I might have avoided ovarian cancer if I lived in England not Wales

I Might Have Avoided Ovarian Cancer if I Lived in England, Not Wales

A Genetic Oversight Across Borders

I might have avoided ovarian cancer - Heather Morgan, now 59, believes her ovarian cancer diagnosis could have been prevented if she had been living in England rather than Wales at the time of her 2014 breast cancer diagnosis. Her location in Monmouthshire, just eight miles west of the English border, meant she wasn’t offered the same genetic screening opportunity as patients in England. In the UK, individuals with triple negative breast cancer under 50 are automatically referred for genetic testing, a protocol that was not yet in place for Welsh residents.

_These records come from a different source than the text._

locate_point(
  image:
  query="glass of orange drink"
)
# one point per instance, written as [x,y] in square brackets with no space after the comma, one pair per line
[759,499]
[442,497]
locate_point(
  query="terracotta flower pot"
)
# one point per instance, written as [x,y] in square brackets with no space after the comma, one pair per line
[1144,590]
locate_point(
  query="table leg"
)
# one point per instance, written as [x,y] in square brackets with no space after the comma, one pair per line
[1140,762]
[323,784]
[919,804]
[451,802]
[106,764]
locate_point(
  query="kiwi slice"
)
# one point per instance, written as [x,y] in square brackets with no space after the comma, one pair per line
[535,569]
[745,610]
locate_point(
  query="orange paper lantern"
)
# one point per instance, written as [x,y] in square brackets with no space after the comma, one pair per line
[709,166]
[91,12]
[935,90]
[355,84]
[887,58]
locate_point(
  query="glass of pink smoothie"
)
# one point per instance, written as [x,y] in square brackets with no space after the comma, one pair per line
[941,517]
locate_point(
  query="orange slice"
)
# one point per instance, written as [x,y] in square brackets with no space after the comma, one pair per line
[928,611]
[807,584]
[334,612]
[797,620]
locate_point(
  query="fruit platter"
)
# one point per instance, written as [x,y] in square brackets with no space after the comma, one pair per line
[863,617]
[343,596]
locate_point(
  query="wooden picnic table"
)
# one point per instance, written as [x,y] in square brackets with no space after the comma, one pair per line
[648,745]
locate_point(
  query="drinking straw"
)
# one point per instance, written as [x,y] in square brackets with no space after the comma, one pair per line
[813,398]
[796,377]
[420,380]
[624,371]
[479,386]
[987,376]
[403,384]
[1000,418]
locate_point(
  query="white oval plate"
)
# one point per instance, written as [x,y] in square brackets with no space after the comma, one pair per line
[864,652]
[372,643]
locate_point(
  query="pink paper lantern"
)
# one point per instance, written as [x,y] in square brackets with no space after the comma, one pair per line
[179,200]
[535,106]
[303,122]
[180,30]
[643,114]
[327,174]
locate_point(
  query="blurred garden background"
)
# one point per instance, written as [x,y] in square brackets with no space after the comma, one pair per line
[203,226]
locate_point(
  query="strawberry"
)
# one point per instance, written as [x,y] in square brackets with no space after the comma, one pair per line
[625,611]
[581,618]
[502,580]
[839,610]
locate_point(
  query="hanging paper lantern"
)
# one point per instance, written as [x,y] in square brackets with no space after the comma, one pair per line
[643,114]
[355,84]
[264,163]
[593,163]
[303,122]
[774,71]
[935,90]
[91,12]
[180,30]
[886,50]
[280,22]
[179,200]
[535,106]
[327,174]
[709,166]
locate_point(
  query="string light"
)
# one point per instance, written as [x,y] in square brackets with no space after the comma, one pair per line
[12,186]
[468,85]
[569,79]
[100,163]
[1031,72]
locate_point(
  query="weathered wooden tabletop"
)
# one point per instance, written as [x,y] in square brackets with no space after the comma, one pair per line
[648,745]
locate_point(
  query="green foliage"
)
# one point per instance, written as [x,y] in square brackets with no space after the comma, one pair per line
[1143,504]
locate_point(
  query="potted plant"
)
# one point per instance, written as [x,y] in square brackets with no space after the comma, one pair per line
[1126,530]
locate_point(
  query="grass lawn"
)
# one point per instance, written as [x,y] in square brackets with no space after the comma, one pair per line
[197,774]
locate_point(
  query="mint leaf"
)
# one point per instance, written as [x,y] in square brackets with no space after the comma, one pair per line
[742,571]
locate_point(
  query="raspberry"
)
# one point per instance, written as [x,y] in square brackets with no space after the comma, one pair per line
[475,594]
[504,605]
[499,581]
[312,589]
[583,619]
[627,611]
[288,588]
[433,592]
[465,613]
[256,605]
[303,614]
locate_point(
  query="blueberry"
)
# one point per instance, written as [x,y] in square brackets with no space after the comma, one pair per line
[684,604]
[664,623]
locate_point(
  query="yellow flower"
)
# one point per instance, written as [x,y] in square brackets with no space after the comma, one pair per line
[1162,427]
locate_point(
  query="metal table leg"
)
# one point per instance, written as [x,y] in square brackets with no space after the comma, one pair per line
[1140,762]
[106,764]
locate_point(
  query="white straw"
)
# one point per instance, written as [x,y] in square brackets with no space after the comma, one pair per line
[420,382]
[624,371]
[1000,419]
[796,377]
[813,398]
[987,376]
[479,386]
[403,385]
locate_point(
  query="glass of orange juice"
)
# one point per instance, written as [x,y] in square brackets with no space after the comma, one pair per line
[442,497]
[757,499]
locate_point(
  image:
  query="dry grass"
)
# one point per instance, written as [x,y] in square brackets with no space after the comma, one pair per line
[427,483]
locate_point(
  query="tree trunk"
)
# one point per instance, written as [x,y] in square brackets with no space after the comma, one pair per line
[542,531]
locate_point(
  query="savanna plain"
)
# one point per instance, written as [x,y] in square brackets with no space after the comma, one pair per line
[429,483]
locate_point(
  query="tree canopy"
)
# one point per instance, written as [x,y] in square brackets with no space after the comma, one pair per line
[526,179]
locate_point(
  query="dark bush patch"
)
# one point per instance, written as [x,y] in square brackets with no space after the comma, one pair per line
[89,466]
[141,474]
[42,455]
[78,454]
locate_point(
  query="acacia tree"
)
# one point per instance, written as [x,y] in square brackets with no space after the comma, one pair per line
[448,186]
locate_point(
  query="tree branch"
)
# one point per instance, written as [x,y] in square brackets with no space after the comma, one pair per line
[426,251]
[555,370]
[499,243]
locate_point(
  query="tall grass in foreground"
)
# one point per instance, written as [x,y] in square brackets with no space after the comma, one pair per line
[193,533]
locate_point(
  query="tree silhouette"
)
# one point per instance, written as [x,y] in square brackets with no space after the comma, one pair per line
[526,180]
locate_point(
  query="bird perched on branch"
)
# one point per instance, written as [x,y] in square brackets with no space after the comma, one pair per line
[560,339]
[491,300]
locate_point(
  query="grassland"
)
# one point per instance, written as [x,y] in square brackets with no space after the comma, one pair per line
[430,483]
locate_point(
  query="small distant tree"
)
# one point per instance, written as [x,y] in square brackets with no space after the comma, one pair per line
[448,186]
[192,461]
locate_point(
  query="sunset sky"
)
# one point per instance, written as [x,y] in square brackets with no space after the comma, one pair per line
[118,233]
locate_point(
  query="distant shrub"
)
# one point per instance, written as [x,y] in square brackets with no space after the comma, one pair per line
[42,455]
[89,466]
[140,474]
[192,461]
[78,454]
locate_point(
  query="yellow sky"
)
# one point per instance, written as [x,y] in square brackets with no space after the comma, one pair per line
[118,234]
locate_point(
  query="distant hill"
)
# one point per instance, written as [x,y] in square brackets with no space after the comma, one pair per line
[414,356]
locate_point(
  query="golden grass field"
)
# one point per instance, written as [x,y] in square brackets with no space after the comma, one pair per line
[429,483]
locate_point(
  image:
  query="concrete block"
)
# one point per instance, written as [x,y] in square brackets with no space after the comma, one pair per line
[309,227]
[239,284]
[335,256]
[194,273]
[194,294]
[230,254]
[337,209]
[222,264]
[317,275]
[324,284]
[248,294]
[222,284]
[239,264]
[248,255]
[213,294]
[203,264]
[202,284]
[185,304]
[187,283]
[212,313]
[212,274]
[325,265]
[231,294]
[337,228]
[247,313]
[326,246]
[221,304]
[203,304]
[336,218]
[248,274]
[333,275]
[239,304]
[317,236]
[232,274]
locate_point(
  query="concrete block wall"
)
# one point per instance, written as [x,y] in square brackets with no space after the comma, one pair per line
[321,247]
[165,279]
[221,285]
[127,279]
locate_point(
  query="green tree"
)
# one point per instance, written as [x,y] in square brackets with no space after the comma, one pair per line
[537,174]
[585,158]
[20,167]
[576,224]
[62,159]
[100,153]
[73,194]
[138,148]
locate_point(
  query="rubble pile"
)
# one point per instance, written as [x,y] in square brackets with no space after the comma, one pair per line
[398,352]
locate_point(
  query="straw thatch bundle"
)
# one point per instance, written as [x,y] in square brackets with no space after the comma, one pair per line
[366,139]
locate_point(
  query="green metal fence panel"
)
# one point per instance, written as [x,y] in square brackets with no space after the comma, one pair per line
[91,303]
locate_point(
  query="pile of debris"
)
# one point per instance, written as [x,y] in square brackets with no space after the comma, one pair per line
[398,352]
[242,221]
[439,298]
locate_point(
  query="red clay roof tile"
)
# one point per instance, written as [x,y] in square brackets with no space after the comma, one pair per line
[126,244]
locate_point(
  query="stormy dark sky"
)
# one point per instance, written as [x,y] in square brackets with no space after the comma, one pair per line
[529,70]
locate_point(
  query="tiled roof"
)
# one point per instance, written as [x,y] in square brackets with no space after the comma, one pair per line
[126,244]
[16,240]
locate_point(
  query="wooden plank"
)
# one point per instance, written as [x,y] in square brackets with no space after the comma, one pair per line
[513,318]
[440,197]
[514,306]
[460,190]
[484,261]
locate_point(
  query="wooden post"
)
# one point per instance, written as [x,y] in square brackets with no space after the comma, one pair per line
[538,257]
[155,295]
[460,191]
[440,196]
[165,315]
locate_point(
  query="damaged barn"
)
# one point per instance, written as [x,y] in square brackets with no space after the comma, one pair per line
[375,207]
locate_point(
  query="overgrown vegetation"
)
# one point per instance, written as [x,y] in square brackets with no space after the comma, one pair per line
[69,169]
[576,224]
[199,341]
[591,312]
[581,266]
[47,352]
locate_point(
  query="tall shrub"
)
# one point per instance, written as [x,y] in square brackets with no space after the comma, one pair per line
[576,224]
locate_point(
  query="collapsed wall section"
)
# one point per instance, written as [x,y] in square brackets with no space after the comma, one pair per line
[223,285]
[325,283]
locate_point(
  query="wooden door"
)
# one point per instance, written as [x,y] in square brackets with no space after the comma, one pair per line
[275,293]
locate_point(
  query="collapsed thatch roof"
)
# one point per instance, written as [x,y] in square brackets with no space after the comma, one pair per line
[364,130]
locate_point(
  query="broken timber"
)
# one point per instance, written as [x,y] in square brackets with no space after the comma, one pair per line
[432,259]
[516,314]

"I am mad annoyed," Heather said. "It's changed everything," she added, noting that her 10-year survival rate for ovarian cancer is 35%. "If I had been tested back then, we would have known I was at high risk for ovarian cancer. I would have had my ovaries removed immediately. It would have been a no-brainer."

Delayed Detection and Genetic Mutations

It wasn’t until 2021 that a noticeable lump in Heather’s abdomen led to further tests, confirming her BRCA1 gene mutation. This genetic alteration significantly raises the likelihood of developing both breast and ovarian cancer. For instance, the NHS reports that women in the UK have a 12.5% lifetime risk of breast cancer and 2% chance of ovarian cancer, but these figures jump to 72% and 44% respectively for BRCA1 carriers. Heather’s case highlights how genetic testing can be a life-saving tool when available.

By 2015, Wales had updated its guidelines to match England’s, yet Heather had already completed her treatment and wasn’t invited for the test. "If I’m going to the supermarket and I’ve gone a bit over budget, I’ll think, why save money? What’s the point, you’ll be dead next week, just buy it," she remarked, illustrating the impact of delayed diagnosis on her quality of life.

Advocacy and Health Disparities

Heather now supports the National Hereditary Breast Cancer Helpline, which provides guidance for people with inherited cancer risks. The charity recently opened its first information center in Flint, north Wales, and is expanding to address cancers linked to BRCA mutations. Founder Wendy Watson emphasized that healthcare disparities extend beyond England and Wales, often occurring within regions themselves. "We do have postcode lottery healthcare," Watson noted. "We shouldn’t have, but at least we’re here to provide people with access to the information."

Heather’s family also experienced variations in care. While her younger daughter in the northeast of England was invited for genetic testing, her older daughter in the northwest was not. This inconsistency underscores the need for standardized protocols, even within the UK. NICE guidelines recommend annual MRIs for BRCA carriers aged 30-49, and mammograms from 40 onwards, yet implementation remains uneven.